Track on Modeling and Simulation in Computational Biology
Monterey California, Dec. 3-6, 2006
Please note: this page is under construction.
The emerging fields of computational
biology and systems biology integrate concepts and ideas from
biological sciences, engineering disciplines, mathematics, statistics,
and computer science. The objective is to understand how gene
regulation, molecular interactions, and cellular networks
inter-operate, thus scaling up from molecular biology to systems
biology. In this context modeling and simulation methods and tools
play a central role and shall be the focus of this track.
Being
part of the Winter Simulation
Conference 2006, the purpose of the track is to give an overview
about modelling and simulation methods being developed for and being
applied in this area.

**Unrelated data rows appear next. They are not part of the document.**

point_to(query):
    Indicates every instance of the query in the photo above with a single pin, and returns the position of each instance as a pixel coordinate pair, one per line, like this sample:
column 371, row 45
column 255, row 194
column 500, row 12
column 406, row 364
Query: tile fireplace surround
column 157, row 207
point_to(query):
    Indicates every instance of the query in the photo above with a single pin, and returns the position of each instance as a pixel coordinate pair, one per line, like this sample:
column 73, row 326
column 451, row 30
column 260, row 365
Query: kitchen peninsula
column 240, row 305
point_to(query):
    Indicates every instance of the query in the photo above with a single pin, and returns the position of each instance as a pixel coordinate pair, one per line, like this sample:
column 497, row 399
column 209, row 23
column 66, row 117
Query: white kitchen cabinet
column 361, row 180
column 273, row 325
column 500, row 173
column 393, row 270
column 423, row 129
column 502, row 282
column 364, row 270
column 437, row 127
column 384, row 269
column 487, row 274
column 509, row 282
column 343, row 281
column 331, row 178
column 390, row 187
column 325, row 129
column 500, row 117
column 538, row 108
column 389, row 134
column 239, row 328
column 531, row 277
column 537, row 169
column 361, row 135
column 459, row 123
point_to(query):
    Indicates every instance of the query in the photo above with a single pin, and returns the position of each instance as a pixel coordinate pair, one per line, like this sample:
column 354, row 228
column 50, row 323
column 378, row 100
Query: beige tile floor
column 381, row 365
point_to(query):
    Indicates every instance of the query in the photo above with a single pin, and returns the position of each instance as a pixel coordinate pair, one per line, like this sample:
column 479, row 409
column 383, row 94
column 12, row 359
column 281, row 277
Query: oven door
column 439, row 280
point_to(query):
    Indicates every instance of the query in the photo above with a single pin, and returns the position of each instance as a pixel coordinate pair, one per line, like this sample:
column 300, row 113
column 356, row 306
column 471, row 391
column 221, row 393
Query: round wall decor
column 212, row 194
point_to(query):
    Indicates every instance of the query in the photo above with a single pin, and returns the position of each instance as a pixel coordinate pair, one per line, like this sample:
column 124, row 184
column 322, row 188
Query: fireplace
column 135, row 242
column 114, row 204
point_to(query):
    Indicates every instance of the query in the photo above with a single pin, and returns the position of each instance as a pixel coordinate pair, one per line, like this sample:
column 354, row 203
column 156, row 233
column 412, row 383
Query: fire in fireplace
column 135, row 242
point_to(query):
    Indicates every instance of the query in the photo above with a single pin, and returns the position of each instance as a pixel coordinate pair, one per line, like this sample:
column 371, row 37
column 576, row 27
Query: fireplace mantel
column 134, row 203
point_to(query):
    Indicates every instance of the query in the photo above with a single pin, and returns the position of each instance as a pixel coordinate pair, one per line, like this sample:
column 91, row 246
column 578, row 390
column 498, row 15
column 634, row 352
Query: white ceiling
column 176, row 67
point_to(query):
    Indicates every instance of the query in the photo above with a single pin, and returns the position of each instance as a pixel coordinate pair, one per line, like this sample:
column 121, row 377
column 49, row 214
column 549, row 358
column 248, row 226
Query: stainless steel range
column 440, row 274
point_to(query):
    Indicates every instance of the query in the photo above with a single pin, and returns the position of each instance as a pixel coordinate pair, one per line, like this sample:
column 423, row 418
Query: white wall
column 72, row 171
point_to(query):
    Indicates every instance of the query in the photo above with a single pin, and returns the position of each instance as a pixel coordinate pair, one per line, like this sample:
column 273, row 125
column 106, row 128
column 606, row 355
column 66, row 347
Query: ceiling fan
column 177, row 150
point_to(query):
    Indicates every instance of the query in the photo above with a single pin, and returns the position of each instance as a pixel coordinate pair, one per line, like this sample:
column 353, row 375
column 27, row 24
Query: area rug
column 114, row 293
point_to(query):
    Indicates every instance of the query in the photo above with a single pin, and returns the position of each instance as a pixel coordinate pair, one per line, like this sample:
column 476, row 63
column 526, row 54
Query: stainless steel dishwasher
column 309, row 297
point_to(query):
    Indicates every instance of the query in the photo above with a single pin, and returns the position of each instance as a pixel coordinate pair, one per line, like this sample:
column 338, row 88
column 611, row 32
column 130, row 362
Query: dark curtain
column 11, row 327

Presentations about yet unsolved problems and
steps towards their solutions are highly encouraged. The track is
dedicated to intensifying a dialog among people doing research in this
new striving area and the general modeling and simulation
community. The track shall help stimulating the exchange of ideas and
thus propelling research towards a better understanding of living
systems through modeling and simulation.
Topics of interest include but are not limited to the areas listed below:
- Modelling Formalisms: development and application of modeling formalisms, e.g. Petri Nets, State Charts, Stochastic Pi, Hybrid Automata, Hybrid Petri Nets in Computational Biology
- Reuse of models: development and experiences with exchange formats, and exploiting state of the art data base techniques in Computational Biology
- Model complexity: reduction, aggregation, composition, and multi-level and multi-formalism modeling of inter and intra cellular systems
- Spatial information: acquisition, representation, and evaluation of spatial information within cells
- Visualization: its role in modelling and analysing wet-lab and dry-lab data
- Developing models: from qualitative to quantitative models, e.g. model identification, parameter estimation
- Stochastic, discrete event simulations: improving efficiency for Computational Biology
- Verification, and analysis: formal approaches towards describing and analyzing cell biological systems
- Parallel, distributed approaches: e.g. for parameter estimation and simulation in Computational Biology
- Modeling and simulation tools: for Computational Biology
Special Sessions are organized on:
- Network visualization, standards, and software by Herbert Sauro
- Complexity Reduction by Irina Surovtsova
- Verification and Simulation by Adelinde Uhrmacher
- Exploiting Data Exchange and Data Base Technology for Computational Biology by Lena Stromback
Track Keynote Talks by David Harel and Herbert Sauro.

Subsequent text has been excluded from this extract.